Der Notfall im Sommer: Eine Wespe im Getränk, verschluckt, gestochen. Der Hals schwillt zu, der Patient braucht einen Luftröhrenschnitt. Ein Rettungsteam ist da, doch noch kein Notarzt. Jetzt müssen die Sanitäter handeln, und sie wissen genau, was zu tun ist. Das Problem: Es ist ein invasiver Eingriff, der laut Heilpraktikergesetz (HeilprG) einem Arzt vorbehalten ist.

Weiteres Beispiel: Ein Verkehrsunfall. Die Patienten sind unter Schock und schwer verletzt, die Schmerzen unerträglich – das belastet den Organismus zusätzlich. Jetzt wäre es dringend notwendig, Schmerzmittel zu geben, die aber gem. Betäubungsmittelgesetz (BtMG) ebenfalls nur ein Arzt anwenden darf.

In diesen Fällen können Notfallsanitäter auch heute handeln. Spätestens der Tatbestand des rechtfertigenden Notstands kann sie vor Gericht entlasten. „Doch müssen sie sich dafür in einen Bereich der Rechtsunsicherheit begeben. Ausgerechnet die Ersthelfer sind in diesem höchst emotional belasteten Beruf zusätzlich unter rechtlichen Druck gesetzt. Diese Last müssen wir ihnen abnehmen“, erklärt die Bundestagsabgeordnete Prof. Dr. Claudia Schmidtke.

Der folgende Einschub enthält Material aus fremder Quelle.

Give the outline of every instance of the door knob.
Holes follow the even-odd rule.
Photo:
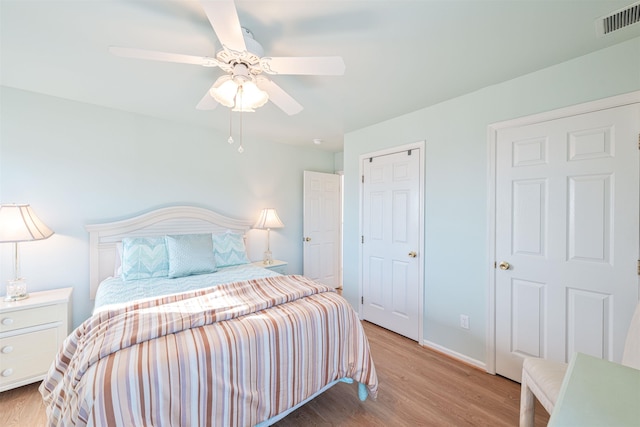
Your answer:
[[[305,237],[305,238],[304,238],[304,239],[302,239],[302,240],[304,240],[305,242],[310,242],[310,241],[311,241],[311,237]]]
[[[415,258],[415,257],[417,257],[417,256],[418,256],[418,254],[417,254],[417,253],[415,253],[415,251],[411,251],[411,252],[409,252],[409,256],[410,256],[411,258]]]
[[[500,270],[508,270],[511,268],[511,264],[509,264],[507,261],[502,261],[500,265],[498,265],[498,267],[500,267]]]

Als Gesundheitspolitikerin und Abgeordnete für Lübeck, wo der Deutsche Berufsverband Rettungsdienst e.V. (DBRD) seinen Sitz hat, hat Prof. Schmidtke in Berlin mit ihren Kollegen Lothar Riebsamen, Stephan Pilsinger und Michael Kuffer (alle CDU/CSU) vereinbart, dem Thema neue Dynamik zu verleihen.

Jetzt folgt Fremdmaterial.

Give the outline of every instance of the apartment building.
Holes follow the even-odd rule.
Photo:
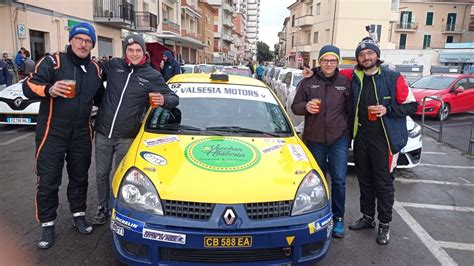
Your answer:
[[[247,42],[252,59],[257,60],[257,42],[260,25],[260,0],[247,1]],[[268,10],[270,11],[270,10]]]
[[[287,37],[288,37],[288,21],[290,21],[290,17],[286,17],[283,21],[283,28],[280,32],[278,32],[278,49],[275,49],[278,52],[276,63],[278,65],[284,65],[286,60],[286,55],[290,52],[287,51]]]
[[[234,0],[234,16],[232,23],[232,44],[231,50],[235,51],[235,64],[247,64],[248,44],[246,39],[247,32],[247,4],[245,0]]]
[[[232,16],[234,9],[232,0],[208,0],[208,3],[216,9],[214,14],[214,55],[213,62],[216,64],[233,64],[235,51],[231,50],[232,43]]]
[[[217,12],[207,0],[199,0],[199,8],[202,11],[200,34],[206,45],[200,55],[200,63],[212,63],[214,54],[214,13]]]
[[[440,49],[447,43],[473,42],[472,1],[401,0],[392,41],[397,49]]]

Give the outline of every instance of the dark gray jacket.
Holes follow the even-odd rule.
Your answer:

„Eine Möglichkeit wären Ergänzungen der genannten Gesetze und des Notfallsanitätergesetzes. Diese Maßnahmen wären in unser aller Interesse: Straffung der Notfallsanitäterorganisation, Entlastung der Notärzte, bessere und frühere Betreuung für Notfallpatienten. Ich werde mich dafür einsetzen“, so Prof. Dr. Claudia Schmidtke abschließend.